Душа петербургского человека, вдоль и поперек расчерченная прямыми, строго по линейке, линями, порхает над решетками рек и каналов, не слишком разбирая, что там внизу: вода или земная твердь. Ведь это сегодня она твердь, а уже завтра, если боги здешних, ингерманландских, мест прогневаются, ее может размыть. Как станцию метро «Площадь Мужества», под которой – как ни старались инженеры, как ни укрепляли опасные грунты́, замораживая их сжиженным азотом, – все равно разверзлись подземные хляби. А то еще нежданно-негаданным наводнением – если прорвет вдруг дамбу, и ветер, западный, дующий с залива, примется гладить невские воды против шерсти, и они час от часу станут набухать, пока не сольются со свинцовым небом, а потом, по радио, начнут объявлять контрольные цифры, и все будут к ним прислушиваться и сравнивать с уровнем ординара, надеясь, что до катастрофических трех метров на этот раз не доберется – но уже чувствуя, как где-то там, в глубине души шевели́тся, готовясь вырваться наружу, гибельный восторг.
Впервые я ощутила его в третьем классе, когда нам (голосом школьного радио) объявили, что никого не выпустят до тех пор, пока вода не отступит и за нами не придут: бабушки, дедушки, родители, от которых нас отрезало наводнением, темной водой канала Круштейна.

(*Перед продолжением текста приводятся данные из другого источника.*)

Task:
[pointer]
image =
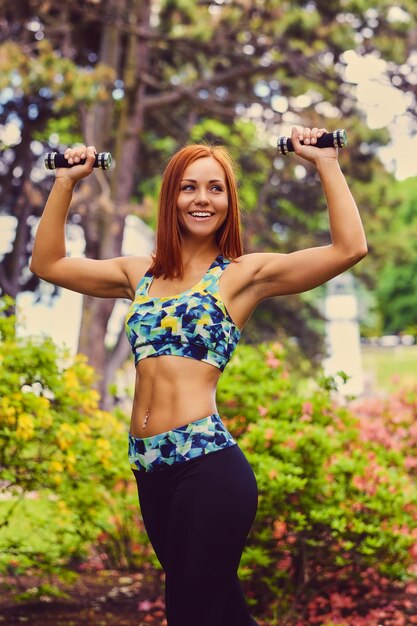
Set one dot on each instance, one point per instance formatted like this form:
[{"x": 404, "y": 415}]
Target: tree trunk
[{"x": 104, "y": 219}]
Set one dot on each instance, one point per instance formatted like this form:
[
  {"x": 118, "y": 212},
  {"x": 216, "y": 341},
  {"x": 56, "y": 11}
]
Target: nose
[{"x": 201, "y": 197}]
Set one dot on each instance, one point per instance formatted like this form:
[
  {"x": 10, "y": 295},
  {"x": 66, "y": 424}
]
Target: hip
[{"x": 179, "y": 445}]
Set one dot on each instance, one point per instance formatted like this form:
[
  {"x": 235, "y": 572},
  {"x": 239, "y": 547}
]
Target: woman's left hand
[{"x": 308, "y": 150}]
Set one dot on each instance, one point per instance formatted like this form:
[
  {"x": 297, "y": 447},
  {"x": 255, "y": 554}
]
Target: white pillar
[{"x": 342, "y": 335}]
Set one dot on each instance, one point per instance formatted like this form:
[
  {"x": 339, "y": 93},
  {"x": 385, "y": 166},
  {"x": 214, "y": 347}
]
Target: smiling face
[{"x": 202, "y": 202}]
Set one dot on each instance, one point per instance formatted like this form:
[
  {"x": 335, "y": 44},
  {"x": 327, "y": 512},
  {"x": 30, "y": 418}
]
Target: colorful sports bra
[{"x": 193, "y": 324}]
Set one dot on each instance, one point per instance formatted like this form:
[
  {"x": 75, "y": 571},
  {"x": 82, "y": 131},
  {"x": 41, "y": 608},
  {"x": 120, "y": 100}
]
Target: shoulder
[{"x": 135, "y": 268}]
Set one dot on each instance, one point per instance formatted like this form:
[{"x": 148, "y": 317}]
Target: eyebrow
[{"x": 213, "y": 180}]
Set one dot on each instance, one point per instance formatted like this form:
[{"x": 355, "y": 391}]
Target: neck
[{"x": 201, "y": 254}]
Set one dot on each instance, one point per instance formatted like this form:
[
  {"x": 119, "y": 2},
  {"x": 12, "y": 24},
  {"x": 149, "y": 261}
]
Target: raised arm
[
  {"x": 273, "y": 274},
  {"x": 103, "y": 278}
]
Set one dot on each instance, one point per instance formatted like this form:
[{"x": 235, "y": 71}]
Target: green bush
[
  {"x": 64, "y": 478},
  {"x": 333, "y": 505}
]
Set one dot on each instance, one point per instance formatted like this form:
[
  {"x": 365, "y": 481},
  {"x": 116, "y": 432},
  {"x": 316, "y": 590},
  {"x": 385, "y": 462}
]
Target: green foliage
[
  {"x": 64, "y": 476},
  {"x": 333, "y": 502},
  {"x": 397, "y": 279}
]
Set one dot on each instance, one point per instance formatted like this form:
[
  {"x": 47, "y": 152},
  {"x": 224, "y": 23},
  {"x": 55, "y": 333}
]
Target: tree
[{"x": 136, "y": 76}]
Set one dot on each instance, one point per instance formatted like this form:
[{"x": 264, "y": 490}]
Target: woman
[{"x": 197, "y": 492}]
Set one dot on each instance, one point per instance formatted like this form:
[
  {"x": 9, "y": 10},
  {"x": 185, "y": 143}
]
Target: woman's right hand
[{"x": 74, "y": 156}]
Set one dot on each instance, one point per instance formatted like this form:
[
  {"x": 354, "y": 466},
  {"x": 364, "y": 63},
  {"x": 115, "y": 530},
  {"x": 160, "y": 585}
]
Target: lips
[{"x": 200, "y": 214}]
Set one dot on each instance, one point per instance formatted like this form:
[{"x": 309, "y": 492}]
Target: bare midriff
[{"x": 172, "y": 391}]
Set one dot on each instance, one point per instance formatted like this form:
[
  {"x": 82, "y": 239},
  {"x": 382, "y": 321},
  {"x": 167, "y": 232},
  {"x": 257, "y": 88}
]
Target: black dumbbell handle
[{"x": 337, "y": 139}]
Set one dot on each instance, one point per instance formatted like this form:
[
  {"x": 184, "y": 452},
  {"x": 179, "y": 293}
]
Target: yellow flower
[
  {"x": 7, "y": 412},
  {"x": 25, "y": 426},
  {"x": 56, "y": 466}
]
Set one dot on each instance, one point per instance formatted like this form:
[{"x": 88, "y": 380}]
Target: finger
[
  {"x": 307, "y": 135},
  {"x": 314, "y": 135},
  {"x": 296, "y": 137},
  {"x": 90, "y": 155}
]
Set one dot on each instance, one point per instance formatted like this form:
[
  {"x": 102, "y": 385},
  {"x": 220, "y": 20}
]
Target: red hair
[{"x": 167, "y": 261}]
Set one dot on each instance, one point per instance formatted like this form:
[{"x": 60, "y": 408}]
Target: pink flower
[
  {"x": 412, "y": 588},
  {"x": 145, "y": 605},
  {"x": 308, "y": 408},
  {"x": 413, "y": 551},
  {"x": 269, "y": 433},
  {"x": 272, "y": 361}
]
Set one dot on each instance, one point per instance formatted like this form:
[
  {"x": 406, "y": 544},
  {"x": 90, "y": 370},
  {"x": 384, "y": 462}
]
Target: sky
[{"x": 383, "y": 106}]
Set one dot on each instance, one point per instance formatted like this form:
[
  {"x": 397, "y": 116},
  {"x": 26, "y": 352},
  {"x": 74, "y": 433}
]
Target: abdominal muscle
[{"x": 172, "y": 391}]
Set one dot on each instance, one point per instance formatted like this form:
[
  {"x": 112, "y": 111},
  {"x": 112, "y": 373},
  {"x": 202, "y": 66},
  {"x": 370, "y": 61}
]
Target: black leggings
[{"x": 198, "y": 515}]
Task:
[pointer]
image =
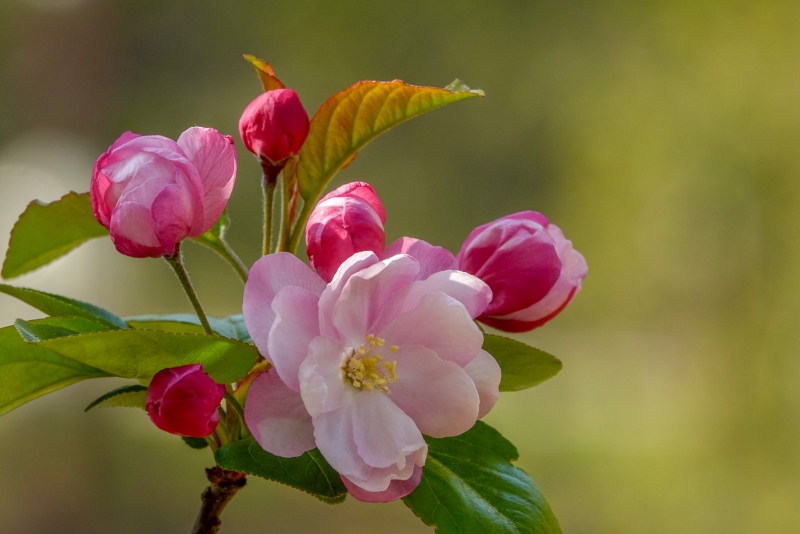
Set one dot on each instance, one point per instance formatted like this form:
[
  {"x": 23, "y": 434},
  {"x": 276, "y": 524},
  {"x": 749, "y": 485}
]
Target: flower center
[{"x": 366, "y": 368}]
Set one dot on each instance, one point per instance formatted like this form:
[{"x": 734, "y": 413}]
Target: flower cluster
[{"x": 370, "y": 347}]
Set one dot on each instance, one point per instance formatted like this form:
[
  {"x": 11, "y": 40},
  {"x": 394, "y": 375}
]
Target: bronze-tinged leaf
[{"x": 265, "y": 73}]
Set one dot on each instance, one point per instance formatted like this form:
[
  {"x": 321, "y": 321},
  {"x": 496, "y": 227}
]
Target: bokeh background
[{"x": 662, "y": 137}]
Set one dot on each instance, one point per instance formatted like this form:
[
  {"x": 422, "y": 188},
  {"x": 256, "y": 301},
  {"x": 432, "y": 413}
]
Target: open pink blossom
[
  {"x": 366, "y": 364},
  {"x": 347, "y": 220},
  {"x": 183, "y": 400},
  {"x": 531, "y": 267},
  {"x": 152, "y": 192}
]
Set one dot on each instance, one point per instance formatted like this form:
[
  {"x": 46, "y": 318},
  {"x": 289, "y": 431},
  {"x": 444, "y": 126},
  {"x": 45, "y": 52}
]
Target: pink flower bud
[
  {"x": 530, "y": 266},
  {"x": 184, "y": 400},
  {"x": 152, "y": 192},
  {"x": 347, "y": 220},
  {"x": 274, "y": 126}
]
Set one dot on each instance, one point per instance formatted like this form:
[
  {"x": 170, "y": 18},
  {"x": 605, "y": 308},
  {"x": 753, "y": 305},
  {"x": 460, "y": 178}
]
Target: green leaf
[
  {"x": 34, "y": 331},
  {"x": 139, "y": 354},
  {"x": 45, "y": 232},
  {"x": 57, "y": 305},
  {"x": 350, "y": 119},
  {"x": 308, "y": 472},
  {"x": 470, "y": 486},
  {"x": 214, "y": 236},
  {"x": 195, "y": 443},
  {"x": 522, "y": 366},
  {"x": 132, "y": 396},
  {"x": 231, "y": 326},
  {"x": 265, "y": 73},
  {"x": 29, "y": 370}
]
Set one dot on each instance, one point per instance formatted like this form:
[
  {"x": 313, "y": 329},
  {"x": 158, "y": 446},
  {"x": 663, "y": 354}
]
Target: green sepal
[
  {"x": 132, "y": 396},
  {"x": 521, "y": 365},
  {"x": 195, "y": 443},
  {"x": 139, "y": 354},
  {"x": 52, "y": 304},
  {"x": 33, "y": 331},
  {"x": 29, "y": 370},
  {"x": 309, "y": 472},
  {"x": 470, "y": 486},
  {"x": 45, "y": 232}
]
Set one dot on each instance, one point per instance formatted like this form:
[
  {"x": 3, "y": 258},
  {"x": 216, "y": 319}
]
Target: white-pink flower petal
[
  {"x": 269, "y": 275},
  {"x": 485, "y": 373},
  {"x": 277, "y": 417},
  {"x": 439, "y": 396},
  {"x": 294, "y": 328}
]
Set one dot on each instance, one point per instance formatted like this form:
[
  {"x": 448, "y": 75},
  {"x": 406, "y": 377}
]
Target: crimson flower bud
[
  {"x": 184, "y": 400},
  {"x": 347, "y": 220},
  {"x": 530, "y": 266},
  {"x": 152, "y": 192},
  {"x": 274, "y": 126}
]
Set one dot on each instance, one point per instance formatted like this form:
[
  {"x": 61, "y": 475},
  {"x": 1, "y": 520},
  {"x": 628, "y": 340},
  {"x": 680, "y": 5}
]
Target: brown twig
[{"x": 224, "y": 485}]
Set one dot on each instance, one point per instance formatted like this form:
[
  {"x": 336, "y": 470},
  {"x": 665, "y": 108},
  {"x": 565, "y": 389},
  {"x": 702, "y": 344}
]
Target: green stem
[
  {"x": 234, "y": 404},
  {"x": 234, "y": 261},
  {"x": 285, "y": 229},
  {"x": 268, "y": 185},
  {"x": 176, "y": 263}
]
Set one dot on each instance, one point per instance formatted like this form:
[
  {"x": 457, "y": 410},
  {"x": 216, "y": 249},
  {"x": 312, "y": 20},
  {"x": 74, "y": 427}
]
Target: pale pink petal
[
  {"x": 277, "y": 418},
  {"x": 295, "y": 325},
  {"x": 431, "y": 259},
  {"x": 439, "y": 396},
  {"x": 397, "y": 488},
  {"x": 484, "y": 371},
  {"x": 333, "y": 291},
  {"x": 335, "y": 436},
  {"x": 469, "y": 290},
  {"x": 439, "y": 323},
  {"x": 269, "y": 275},
  {"x": 321, "y": 383},
  {"x": 367, "y": 293},
  {"x": 214, "y": 157}
]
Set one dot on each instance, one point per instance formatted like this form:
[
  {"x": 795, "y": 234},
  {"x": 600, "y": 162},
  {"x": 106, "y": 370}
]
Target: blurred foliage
[{"x": 660, "y": 136}]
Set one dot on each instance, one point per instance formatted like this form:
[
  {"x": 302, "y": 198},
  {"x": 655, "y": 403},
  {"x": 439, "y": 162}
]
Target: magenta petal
[
  {"x": 397, "y": 488},
  {"x": 367, "y": 295},
  {"x": 296, "y": 325},
  {"x": 132, "y": 231},
  {"x": 214, "y": 157},
  {"x": 485, "y": 373},
  {"x": 431, "y": 259},
  {"x": 277, "y": 418},
  {"x": 439, "y": 396},
  {"x": 269, "y": 275}
]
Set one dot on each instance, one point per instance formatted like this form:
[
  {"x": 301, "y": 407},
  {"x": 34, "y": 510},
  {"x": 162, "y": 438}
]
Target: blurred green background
[{"x": 662, "y": 137}]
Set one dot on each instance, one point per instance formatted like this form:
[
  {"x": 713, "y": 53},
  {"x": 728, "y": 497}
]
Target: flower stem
[
  {"x": 175, "y": 261},
  {"x": 269, "y": 182},
  {"x": 285, "y": 229},
  {"x": 231, "y": 257},
  {"x": 224, "y": 486},
  {"x": 300, "y": 225}
]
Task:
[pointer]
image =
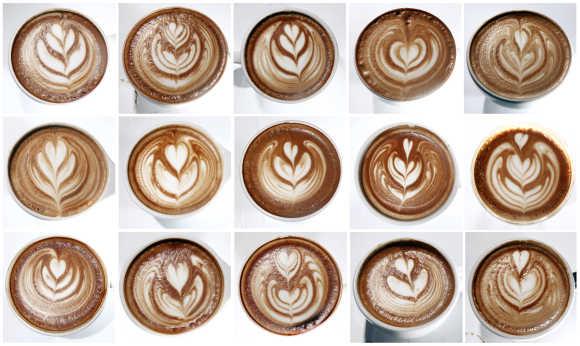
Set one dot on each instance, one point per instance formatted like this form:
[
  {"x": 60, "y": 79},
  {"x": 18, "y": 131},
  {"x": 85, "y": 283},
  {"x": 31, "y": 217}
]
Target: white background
[
  {"x": 332, "y": 99},
  {"x": 362, "y": 100},
  {"x": 333, "y": 331},
  {"x": 479, "y": 244},
  {"x": 216, "y": 214},
  {"x": 101, "y": 100},
  {"x": 215, "y": 101}
]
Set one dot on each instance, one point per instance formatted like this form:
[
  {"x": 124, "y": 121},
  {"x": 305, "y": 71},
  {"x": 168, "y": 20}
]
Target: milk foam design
[{"x": 523, "y": 183}]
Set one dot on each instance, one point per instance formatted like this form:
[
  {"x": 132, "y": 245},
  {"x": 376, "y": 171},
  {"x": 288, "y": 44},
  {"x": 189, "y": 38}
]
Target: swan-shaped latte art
[
  {"x": 405, "y": 54},
  {"x": 290, "y": 286},
  {"x": 289, "y": 56},
  {"x": 520, "y": 55},
  {"x": 175, "y": 169},
  {"x": 173, "y": 286},
  {"x": 58, "y": 171},
  {"x": 175, "y": 55},
  {"x": 59, "y": 56},
  {"x": 524, "y": 286},
  {"x": 58, "y": 284}
]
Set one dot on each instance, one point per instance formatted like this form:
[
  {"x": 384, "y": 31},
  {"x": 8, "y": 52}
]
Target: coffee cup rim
[
  {"x": 221, "y": 153},
  {"x": 247, "y": 193},
  {"x": 416, "y": 98},
  {"x": 301, "y": 11},
  {"x": 508, "y": 100},
  {"x": 551, "y": 136},
  {"x": 41, "y": 13},
  {"x": 357, "y": 173},
  {"x": 425, "y": 326},
  {"x": 108, "y": 177},
  {"x": 289, "y": 237},
  {"x": 498, "y": 245},
  {"x": 180, "y": 237},
  {"x": 154, "y": 13},
  {"x": 37, "y": 329}
]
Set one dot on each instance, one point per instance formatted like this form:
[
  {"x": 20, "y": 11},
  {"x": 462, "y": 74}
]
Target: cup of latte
[
  {"x": 289, "y": 56},
  {"x": 175, "y": 170},
  {"x": 517, "y": 57},
  {"x": 58, "y": 171},
  {"x": 406, "y": 287},
  {"x": 57, "y": 285},
  {"x": 174, "y": 285},
  {"x": 521, "y": 290}
]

И потом, собравшись у окон, мы смотрели, как вода, став – в первые часы – вровень с набережной, перекатывается за чугунную решетку, и под слоем воды, покрывшей проезжую часть и уже подбирающейся к стенам, шевеля́тся чугунные крышки люков, словно готовятся всплыть и закачаться на волнах, а между ними, нисколько не боясь и даже бравируя, несется одинокий мотоциклист, взрезая и разбрасывая водяные пласты широким, веселящим душу, веером, и его мотоцикл ревет, как вырвавшийся из неволи зверь.
С высокого этажа моих нынешних лет этот бесшабашный парень видится мне нарочным, посланным к противнику с ультимативным требованием: не зариться на чужое, закатать свою Невскую губу.
VIII
Сколько раз еще во времена СССР я, приезжая хоть в российскую провинцию, хоть в национальную республику, слышала осторожный, обращенный ко мне, вопрос: а вы откуда, из Москвы? И отвечая: из Ленинграда, видела облегчение и жалостливую радость. Жалостливую – потому что блокада; облегчение – потому что власть: тяжкая, сверхприродная, бесчеловечная, перед которой все, кроме жителей столицы, равны.